10.14734/kjp.2014.25.3.166
- Author:
Ji Hye KIM
1
;
Hyun Ju LEE
;
Eun Ju LEE
;
Eun Jin CHOI
;
Jin Kyung KIM
;
Hai Lee CHUNG
;
Woo Taek KIM
Author Information
1. Department of Pediatrics, School of Medicine, Catholic University of Daegu, Daegu, S. Korea. wootykim@cu.ac.kr
- Publication Type:In Vitro ; Original Article
- Keywords:
Dizocilpine;
NMDAR;
Glutamate receptor;
Hypoxic-ischemic brain injury;
Modulation
- MeSH:
Animals;
Anoxia;
Blotting, Western;
Brain Injuries*;
Cell Culture Techniques;
Cell Death;
Cell Survival;
Dizocilpine Maleate*;
Hydrogen;
Incubators;
Ligation;
Models, Animal;
N-Methylaspartate*;
Neurons;
Neuroprotective Agents;
Rats*;
Receptors, Glutamate;
RNA, Messenger
- From:Korean Journal of Perinatology
2014;25(3):166-177
- CountryRepublic of Korea
- Language:English
-
Abstract:
OBJECTIVE: Several studies have demonstrated the neuroprotective effects of (+)-MK-801 hydrogen maleate (dizocilpine), in various animal models of hypoxic-ischemic (HI) brain injury. However limited data are available on the neonatal model of HI brain injury. The aim of the present study was to investigate the effects of dizocilpine and its mechanisms associated with NMDARs expression in neonatal rat model of HI brain injury. METHODS: In in vivo model, 7d-old rat pups underwent permanent unilateral carotid ligation. The animals were divided into six groups: N, normoxia; H, hypoxia without operation; HS, hypoxia with Sham operation; HO, hypoxia with operation; HV, HO treated with vehicle; HD, HO treated with dizocilpine. Dizocilpine (10 mg/kg) was administered intracerebrally to the rats 30 min before HI brain injury.

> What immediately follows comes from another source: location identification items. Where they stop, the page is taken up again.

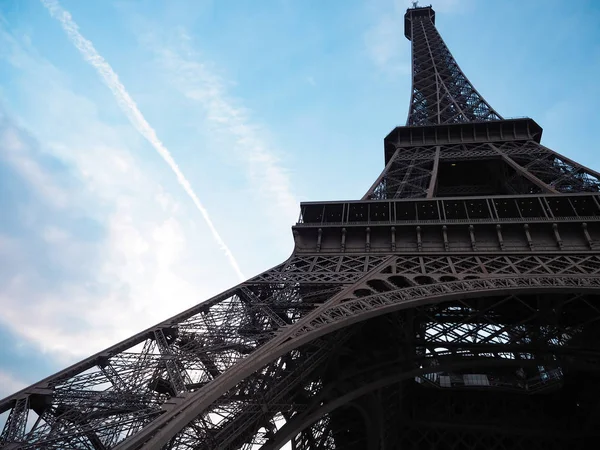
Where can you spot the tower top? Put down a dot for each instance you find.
(417, 11)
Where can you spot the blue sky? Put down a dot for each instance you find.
(260, 104)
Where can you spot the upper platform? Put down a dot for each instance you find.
(461, 133)
(425, 11)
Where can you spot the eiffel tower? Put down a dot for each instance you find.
(455, 306)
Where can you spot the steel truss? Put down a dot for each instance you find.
(456, 306)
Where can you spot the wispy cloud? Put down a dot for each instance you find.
(192, 76)
(133, 113)
(9, 384)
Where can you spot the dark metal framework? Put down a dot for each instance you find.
(456, 306)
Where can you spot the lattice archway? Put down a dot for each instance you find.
(344, 310)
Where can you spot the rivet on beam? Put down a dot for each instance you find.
(319, 238)
(500, 238)
(557, 235)
(587, 235)
(528, 236)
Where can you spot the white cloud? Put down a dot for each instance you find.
(135, 116)
(9, 384)
(194, 79)
(145, 262)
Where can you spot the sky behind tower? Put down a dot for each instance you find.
(152, 151)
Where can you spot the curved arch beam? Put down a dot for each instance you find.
(337, 313)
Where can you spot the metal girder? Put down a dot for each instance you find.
(471, 264)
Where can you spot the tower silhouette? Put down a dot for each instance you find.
(455, 306)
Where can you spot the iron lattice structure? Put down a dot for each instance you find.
(456, 306)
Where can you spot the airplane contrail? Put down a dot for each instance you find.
(129, 107)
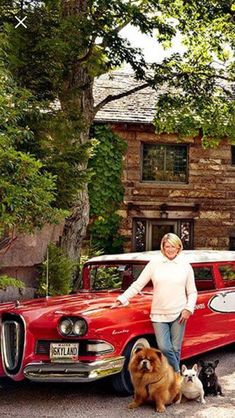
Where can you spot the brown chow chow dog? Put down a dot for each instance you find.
(153, 379)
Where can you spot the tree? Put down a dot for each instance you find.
(68, 43)
(27, 192)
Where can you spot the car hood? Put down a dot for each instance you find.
(78, 304)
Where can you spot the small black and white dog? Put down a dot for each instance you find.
(209, 378)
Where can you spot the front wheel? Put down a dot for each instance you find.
(122, 381)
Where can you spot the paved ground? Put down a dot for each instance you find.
(98, 400)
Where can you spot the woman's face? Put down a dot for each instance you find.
(170, 250)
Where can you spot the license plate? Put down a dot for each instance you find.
(64, 351)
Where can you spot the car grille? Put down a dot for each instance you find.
(12, 342)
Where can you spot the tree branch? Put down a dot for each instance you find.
(112, 97)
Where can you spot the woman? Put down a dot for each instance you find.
(174, 296)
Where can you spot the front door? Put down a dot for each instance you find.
(157, 231)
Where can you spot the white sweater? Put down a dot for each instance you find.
(173, 286)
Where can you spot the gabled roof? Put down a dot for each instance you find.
(138, 107)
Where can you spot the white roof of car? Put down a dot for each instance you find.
(191, 256)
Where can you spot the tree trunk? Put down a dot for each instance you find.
(77, 103)
(76, 226)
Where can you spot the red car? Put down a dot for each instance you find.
(79, 338)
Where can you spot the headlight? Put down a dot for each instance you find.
(72, 327)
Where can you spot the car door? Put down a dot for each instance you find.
(206, 328)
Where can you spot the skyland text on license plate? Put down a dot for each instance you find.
(64, 351)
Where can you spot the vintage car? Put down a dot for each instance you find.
(79, 338)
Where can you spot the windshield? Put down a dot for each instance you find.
(114, 276)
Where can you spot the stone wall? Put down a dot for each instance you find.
(21, 259)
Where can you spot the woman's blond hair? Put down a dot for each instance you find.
(173, 239)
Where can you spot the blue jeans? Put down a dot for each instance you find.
(169, 336)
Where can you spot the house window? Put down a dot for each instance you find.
(233, 154)
(147, 233)
(164, 163)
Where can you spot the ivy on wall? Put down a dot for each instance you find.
(106, 190)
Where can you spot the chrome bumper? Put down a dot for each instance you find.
(74, 372)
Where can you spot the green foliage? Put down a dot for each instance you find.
(55, 143)
(213, 119)
(27, 192)
(60, 272)
(106, 190)
(6, 281)
(104, 233)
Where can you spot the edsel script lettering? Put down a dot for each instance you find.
(64, 351)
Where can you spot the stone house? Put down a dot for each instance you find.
(170, 186)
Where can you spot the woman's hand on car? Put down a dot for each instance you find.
(185, 314)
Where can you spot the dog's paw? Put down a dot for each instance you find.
(160, 409)
(133, 405)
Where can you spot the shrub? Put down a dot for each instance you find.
(60, 273)
(6, 281)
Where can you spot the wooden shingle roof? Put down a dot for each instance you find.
(138, 107)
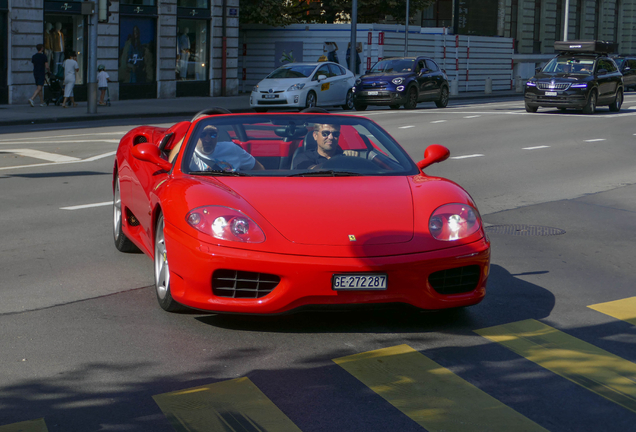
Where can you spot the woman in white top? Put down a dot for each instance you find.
(70, 70)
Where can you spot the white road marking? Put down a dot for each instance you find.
(87, 206)
(91, 159)
(467, 156)
(37, 154)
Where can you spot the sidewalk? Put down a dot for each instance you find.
(24, 114)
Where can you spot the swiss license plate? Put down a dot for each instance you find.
(362, 281)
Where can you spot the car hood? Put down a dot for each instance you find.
(280, 84)
(340, 211)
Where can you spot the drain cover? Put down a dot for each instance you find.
(523, 230)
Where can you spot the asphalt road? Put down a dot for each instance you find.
(85, 347)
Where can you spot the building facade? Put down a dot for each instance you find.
(150, 48)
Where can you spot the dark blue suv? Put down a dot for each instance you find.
(399, 81)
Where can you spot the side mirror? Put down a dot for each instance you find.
(433, 154)
(151, 153)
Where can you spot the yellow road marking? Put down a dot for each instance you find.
(26, 426)
(234, 405)
(595, 369)
(430, 394)
(620, 309)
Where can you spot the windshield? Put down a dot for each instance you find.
(292, 71)
(565, 64)
(396, 65)
(293, 145)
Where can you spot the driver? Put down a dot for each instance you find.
(326, 136)
(210, 154)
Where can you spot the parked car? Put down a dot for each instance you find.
(259, 234)
(581, 76)
(304, 85)
(627, 65)
(399, 81)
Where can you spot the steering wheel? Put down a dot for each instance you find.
(210, 111)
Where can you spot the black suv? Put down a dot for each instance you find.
(627, 65)
(581, 76)
(399, 81)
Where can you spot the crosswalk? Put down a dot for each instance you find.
(423, 390)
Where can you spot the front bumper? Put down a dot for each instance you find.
(307, 280)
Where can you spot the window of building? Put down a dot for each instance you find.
(192, 50)
(62, 35)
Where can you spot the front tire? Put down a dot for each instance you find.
(411, 99)
(348, 101)
(122, 243)
(590, 106)
(618, 102)
(442, 102)
(162, 271)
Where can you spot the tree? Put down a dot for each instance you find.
(280, 13)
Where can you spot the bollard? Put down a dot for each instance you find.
(488, 85)
(454, 88)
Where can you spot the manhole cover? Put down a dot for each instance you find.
(523, 230)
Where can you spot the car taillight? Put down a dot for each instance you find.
(225, 223)
(453, 222)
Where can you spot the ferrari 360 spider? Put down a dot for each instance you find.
(272, 213)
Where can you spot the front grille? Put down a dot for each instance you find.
(455, 281)
(242, 284)
(553, 86)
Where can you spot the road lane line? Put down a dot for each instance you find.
(431, 395)
(37, 154)
(466, 156)
(224, 406)
(624, 309)
(580, 362)
(26, 426)
(83, 206)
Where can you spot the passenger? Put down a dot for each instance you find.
(326, 136)
(224, 155)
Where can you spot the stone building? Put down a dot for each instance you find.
(150, 48)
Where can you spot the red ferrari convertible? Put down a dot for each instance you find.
(269, 213)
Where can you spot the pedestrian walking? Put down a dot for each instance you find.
(70, 71)
(40, 66)
(102, 83)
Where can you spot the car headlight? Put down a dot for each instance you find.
(225, 223)
(453, 222)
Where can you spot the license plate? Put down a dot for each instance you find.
(356, 282)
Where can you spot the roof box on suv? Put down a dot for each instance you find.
(598, 47)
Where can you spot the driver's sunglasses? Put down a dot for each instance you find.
(335, 134)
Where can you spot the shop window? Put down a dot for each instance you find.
(137, 46)
(192, 50)
(62, 35)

Rat pups were exposed to hypoxia by placing them for 2 hours in hypoxic incubator (92% N2, 8% O2). In in vitro model, embryonic cortical neuronal cell cultures (from SD rats of embryonic days of 18) were done. The normoxia (N) group was prepared in 5% CO2 incubators. The hypoxia (H), and hypoxia treated with dizocilpine (HD) groups were placed in 1% O2 incubators (94% N2, 5% CO2) for 16 hours. In order to estimation of cell viability and growth, 3-(4,5-dimethylthiazol-2-yl)-2,5-diphenyl-tetrazolium bromide (MTT) assay was done. The degree of neuronal death was evaluated by morphometric method and the protein expression of each NMDARs was quantified by Real Time-PCR and Western blot. RESULTS: Both in the in vitro and in vivo models, the expressions of NMDAR subunits were lower in the hypoxia group than in the normoxia group, whereas they increased in the hypoxia treated with dizocilpine group compared to the hypoxia group. In vitro model, however, the expressions of NR1, NR2A mRNAs decreased in the H group when compared to the N group, whereas they increased a little in the HD group when compared to the H group. CONCLUSION: Dizocilpine was modulated the degeneration of neuronal cell death in neonatal rat model of HI by preservation of NR expression.